Alba co-founded The Honest Company in 2011 after her frustrating experience looking for non-toxic products during her pregnancy, giving her instant credibility. The company has tapped into parents’ concerns with classic, chemical-laden, baby, cleaning and personal care products to fuel impressive sales growth—from $10 million its first year to a $1.7 billion valuation in 2015. Today, 75 percent of the company’s revenues still come from online sales (even though the products are sold in boutiques, Target, Costco and more). Much of that comes from monthly diaper and wipe bundles.
According to Jeremy, authenticity is critical because it helps avoid commoditization.
“You have to avoid competing against Amazon at all costs,” he said. “Amazon is a ruthless competitor who will win.
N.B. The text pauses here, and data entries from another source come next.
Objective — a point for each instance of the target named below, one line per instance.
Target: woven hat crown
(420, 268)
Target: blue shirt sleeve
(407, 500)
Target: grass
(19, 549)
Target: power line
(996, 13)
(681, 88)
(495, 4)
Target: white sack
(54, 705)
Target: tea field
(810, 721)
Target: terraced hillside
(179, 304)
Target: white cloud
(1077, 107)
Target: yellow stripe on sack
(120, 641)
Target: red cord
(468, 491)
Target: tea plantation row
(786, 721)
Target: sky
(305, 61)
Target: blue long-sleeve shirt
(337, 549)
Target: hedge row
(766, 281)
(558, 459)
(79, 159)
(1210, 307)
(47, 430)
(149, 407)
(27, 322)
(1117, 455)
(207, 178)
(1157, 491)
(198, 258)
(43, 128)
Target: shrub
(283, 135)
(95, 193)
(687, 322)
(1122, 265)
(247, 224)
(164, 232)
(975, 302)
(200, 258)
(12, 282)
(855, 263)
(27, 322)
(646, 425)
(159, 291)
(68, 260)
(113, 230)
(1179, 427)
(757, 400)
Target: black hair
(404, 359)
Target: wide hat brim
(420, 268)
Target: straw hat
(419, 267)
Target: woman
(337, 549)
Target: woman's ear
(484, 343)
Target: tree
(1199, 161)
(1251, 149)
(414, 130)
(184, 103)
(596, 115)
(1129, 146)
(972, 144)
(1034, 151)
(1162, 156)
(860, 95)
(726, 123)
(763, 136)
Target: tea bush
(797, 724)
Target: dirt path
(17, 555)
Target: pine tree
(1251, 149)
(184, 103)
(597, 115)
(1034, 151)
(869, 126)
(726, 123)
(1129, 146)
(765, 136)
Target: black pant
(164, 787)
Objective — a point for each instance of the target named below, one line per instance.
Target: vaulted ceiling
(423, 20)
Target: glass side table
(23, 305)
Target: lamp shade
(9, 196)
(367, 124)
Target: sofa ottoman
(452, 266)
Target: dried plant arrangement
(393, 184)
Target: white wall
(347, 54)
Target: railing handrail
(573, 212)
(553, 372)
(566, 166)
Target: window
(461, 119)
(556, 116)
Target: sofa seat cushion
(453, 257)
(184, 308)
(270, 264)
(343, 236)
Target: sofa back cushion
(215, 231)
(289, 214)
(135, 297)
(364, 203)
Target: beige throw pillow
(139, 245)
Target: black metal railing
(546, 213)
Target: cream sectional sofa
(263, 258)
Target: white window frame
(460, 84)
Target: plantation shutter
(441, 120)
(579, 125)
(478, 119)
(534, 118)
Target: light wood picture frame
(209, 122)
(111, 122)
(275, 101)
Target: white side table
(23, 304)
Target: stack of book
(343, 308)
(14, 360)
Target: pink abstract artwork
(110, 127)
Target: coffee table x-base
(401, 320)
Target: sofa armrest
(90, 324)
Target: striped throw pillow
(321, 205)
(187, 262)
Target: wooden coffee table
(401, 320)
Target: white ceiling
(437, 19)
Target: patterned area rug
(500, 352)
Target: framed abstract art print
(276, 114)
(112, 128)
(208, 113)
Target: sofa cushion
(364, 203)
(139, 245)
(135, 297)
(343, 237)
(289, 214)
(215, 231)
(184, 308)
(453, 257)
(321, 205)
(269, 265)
Competing in a space with multiple brands on convenience and price is a losing strategy.”
Change Is in the Air
In short, changing environments create opportunities ripe for startup exploitation, Jeremy said.
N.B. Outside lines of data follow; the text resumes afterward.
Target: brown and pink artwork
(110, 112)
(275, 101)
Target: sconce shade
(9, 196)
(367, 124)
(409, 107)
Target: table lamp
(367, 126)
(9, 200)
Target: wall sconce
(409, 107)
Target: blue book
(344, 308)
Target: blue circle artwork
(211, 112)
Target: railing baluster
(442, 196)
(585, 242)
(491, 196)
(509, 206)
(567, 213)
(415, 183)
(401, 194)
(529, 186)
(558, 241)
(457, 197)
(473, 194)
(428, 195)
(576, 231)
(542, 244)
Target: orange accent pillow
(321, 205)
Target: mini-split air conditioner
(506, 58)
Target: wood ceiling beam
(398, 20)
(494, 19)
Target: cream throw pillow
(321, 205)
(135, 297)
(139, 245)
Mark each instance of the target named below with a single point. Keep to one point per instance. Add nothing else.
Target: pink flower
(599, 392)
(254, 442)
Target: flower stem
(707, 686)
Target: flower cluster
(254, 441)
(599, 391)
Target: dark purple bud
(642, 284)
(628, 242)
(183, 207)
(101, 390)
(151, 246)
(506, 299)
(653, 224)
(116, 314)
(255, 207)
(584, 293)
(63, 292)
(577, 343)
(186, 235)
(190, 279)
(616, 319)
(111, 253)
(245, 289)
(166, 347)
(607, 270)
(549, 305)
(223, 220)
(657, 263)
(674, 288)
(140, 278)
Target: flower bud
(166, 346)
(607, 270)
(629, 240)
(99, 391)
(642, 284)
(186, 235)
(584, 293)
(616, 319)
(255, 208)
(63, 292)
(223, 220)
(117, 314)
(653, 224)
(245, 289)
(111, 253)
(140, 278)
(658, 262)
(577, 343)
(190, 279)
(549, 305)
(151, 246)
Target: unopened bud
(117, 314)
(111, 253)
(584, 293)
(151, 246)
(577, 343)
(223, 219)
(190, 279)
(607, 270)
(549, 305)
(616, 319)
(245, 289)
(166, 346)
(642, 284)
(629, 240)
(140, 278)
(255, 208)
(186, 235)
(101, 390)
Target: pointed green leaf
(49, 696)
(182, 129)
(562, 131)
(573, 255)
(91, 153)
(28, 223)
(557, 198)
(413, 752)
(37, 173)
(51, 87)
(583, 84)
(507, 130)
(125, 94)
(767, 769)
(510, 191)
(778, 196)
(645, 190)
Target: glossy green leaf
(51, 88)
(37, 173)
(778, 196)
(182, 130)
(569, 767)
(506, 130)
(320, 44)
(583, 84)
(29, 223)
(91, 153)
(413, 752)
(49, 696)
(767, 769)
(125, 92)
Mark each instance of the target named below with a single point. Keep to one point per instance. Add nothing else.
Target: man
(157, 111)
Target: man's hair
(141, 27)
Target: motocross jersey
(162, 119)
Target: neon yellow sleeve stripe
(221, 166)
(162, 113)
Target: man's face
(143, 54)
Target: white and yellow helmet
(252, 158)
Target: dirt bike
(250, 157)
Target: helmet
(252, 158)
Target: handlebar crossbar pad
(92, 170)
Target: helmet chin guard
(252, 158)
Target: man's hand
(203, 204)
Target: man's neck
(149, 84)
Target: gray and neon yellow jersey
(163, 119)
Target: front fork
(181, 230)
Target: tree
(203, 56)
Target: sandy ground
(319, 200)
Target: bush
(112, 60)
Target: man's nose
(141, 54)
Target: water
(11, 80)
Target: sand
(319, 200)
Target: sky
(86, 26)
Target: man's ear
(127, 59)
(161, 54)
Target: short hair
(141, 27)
First, he said powerful startups change distribution patterns, using the Great Recession-era example of Stella & Dot, an online jewelry brand that lets consumers and brand advocates host trunk shows, jewelry parties or work as a brand stylist from their homes—bringing authenticity and social connection to the brand.
“The next big shift is when there is a change in distribution patterns,” he said. “This is happening in many ways right now. A good example when this happened was during the recession when Stella & Dot took advantage of multi-level marketing during the recession. People wanted to work in that way then and also people wanted to buy. That is getting squeezed out now, but distribution changes offer opportunities for startups to exploit.”
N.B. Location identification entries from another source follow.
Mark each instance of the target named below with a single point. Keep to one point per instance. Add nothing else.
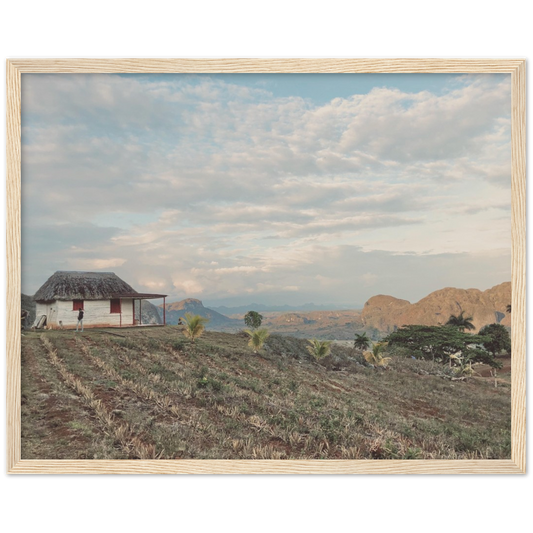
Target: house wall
(49, 309)
(96, 313)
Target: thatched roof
(83, 286)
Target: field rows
(156, 395)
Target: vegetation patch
(157, 394)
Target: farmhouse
(107, 300)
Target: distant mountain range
(176, 310)
(260, 308)
(380, 315)
(386, 313)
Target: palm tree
(194, 325)
(319, 349)
(257, 338)
(461, 322)
(361, 341)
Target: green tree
(253, 319)
(257, 338)
(361, 341)
(461, 322)
(375, 356)
(319, 349)
(194, 326)
(441, 343)
(499, 339)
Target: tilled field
(151, 394)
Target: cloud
(193, 185)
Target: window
(115, 306)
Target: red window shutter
(115, 306)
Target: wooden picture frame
(17, 66)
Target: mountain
(340, 325)
(386, 313)
(217, 321)
(241, 310)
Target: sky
(269, 188)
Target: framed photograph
(367, 186)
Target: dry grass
(154, 394)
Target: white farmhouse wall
(97, 313)
(50, 310)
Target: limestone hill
(385, 313)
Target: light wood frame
(17, 66)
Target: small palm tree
(194, 325)
(361, 341)
(461, 322)
(257, 338)
(374, 357)
(319, 349)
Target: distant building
(107, 300)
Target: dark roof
(65, 285)
(139, 295)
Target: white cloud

According to Jeremy, another big change that startups can exploit is when customer acquisition costs suddenly shift.
“This happened for example, when Facebook was in its early stages. Traditional marketing missed it and the access to customers was mispriced,” he said. “So companies like Groupon, Gilt Groupe and gaming companies were all able to get scale very cost-effectively. That has disappeared now as incumbents dominate.”
Speaking of Facebook, Jeremy says different online marketing channels can create different opportunities, depending on the brand and category.
“The reason you would go on Facebook was because it was a fun place and so all new and fun things grew there,” he said. “Getting customers on Google was different because they went with intent, they were searching for a specific thing. So, in this environment, startups like Lending Tree, Expedia and insurance products all grew—considered purchases. Now things have changed again and there is more of a ‘social organic’ way to acquire customers. That is, for example, Instagram that has more about a mission, a cause.”
For an example of this new approach to customer acquisition and generating positive brand awareness, Jeremy points to Dove’s body image campaign, which included a series of truly viral videos celebrating “real” women of all shapes and sizes – not models – forging instant relatability and emotional connection.
Given all these constant changes, what insight can Jeremy offer about the future of the consumer startup space – and what does that mean for the old guard?
“All startups now realize you must be omnichannel,” he said. “Brands must have vertical integration. Digitally native brands are good, because you find out what works or not quickly. Those that use data are good, like Stitch Fix. You have to use new social channels to get traction. But an authentic personality like Gwyneth Paltrow can lead a business quickly – as long as it’s part of her brand. In building a brand, you must know what you stand for and what you don’t.”